Steinkohle in Deutschland
RAG vermarktet Bergbautechnik

Der Steinkohlekonzern RAG will weltweit Maschinen verkaufen, die aufgrund der Schließung von Zechen in Deutschland nicht mehr gebraucht werden. Vor allem in Osteuropa gebe es großes Interesse an dem Material, heißt es.

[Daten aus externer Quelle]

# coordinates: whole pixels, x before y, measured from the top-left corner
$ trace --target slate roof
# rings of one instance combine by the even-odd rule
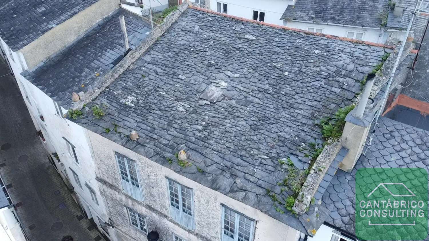
[[[305,232],[266,195],[286,175],[278,160],[305,166],[314,121],[351,104],[387,51],[188,9],[72,120]],[[191,166],[176,163],[181,149]]]
[[[381,13],[388,0],[297,0],[287,6],[281,19],[380,27]]]
[[[4,184],[0,178],[0,208],[2,208],[5,207],[12,204],[12,201],[9,198],[9,193],[6,190]]]
[[[118,58],[123,57],[121,15],[125,17],[130,48],[134,48],[146,38],[150,26],[137,15],[121,9],[32,72],[21,74],[59,104],[67,106],[73,92],[86,91],[95,79],[117,63]]]
[[[357,170],[363,168],[429,169],[429,131],[383,117],[380,117],[375,130],[372,145],[361,156],[351,174],[338,170],[322,198],[322,205],[331,211],[327,221],[351,234],[355,233],[355,175]]]
[[[98,0],[0,0],[0,36],[14,51]]]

ESSEN. Das Bergbauunternehmen RAG Aktiengesellschaft will mit dem beschleunigten Ausstieg aus dem Steinkohlenbergbau Kapital schlagen. Vorstandschef Bernd Tönjes kündigte in Essen an, zu Jahresbeginn eine neue Tochtergesellschaft RAG Mining Solutions ins Leben zu rufen. Sie soll Technik und Material, das durch die Schließung von Zechen frei und im deutschen Bergbau nicht mehr benötigt wird, weltweit vermarkten. Derzeit gebe es vor allem in Osteuropa starkes Interesse.

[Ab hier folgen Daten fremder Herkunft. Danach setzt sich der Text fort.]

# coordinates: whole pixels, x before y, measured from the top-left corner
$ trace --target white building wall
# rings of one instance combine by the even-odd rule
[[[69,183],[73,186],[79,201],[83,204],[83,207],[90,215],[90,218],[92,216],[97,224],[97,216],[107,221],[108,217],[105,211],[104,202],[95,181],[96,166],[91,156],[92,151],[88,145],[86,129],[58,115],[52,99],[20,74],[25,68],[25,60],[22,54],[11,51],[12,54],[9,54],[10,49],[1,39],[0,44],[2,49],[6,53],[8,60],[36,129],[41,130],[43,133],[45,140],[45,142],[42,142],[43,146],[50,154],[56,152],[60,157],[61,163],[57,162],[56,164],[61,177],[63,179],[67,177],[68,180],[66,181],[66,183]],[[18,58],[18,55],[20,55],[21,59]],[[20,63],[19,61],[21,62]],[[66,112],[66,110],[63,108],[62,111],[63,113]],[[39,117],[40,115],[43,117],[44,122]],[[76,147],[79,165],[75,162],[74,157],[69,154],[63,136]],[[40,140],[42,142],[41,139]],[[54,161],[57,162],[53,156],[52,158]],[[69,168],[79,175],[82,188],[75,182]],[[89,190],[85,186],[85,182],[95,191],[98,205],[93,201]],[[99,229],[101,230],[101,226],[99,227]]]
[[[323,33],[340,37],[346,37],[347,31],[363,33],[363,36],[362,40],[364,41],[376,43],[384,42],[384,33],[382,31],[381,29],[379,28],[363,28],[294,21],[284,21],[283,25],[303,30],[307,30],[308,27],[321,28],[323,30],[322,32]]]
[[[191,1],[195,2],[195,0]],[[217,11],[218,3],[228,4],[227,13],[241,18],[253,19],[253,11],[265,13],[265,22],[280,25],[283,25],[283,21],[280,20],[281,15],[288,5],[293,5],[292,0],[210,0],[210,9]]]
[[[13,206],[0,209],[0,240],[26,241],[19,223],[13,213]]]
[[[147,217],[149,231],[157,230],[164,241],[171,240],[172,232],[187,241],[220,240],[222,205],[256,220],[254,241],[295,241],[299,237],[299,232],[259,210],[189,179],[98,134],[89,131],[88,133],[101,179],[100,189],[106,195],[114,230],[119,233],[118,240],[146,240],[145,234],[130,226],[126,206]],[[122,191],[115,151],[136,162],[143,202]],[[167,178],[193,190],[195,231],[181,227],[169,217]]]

Nach Angaben von Tönjes ist die Nachfrage nach Bergwerkstechnik made in Germany unverändert hoch, die RAG erhofft sich von ihrer neuen Tochter schon im ersten Jahr Umsätze von mindestens acht Mio. Euro, die die Subventionszahlungen für den deutschen Steinkohlenbergbau vermindern. 2012 soll der Umsatz auf mindestens 14 Mio. Euro anwachsen, bis dahin seien Erträge von drei bis vier Mio. Euro möglich.

Auslöser der neuen RAG-Initiative ist die beschleunigte Schließung von Zechen nach dem Bergbaubeben an der Saar im Februar 2008. Die RAG hatte daraufhin ihre Planungen überarbeitet. Um einen zumindest teilweisen Fortbestand des Saar-Bergbaus bis 2012 finanzieren zu können, beschleunigt die RAG die Stilllegungspläne im Ruhrgebiet.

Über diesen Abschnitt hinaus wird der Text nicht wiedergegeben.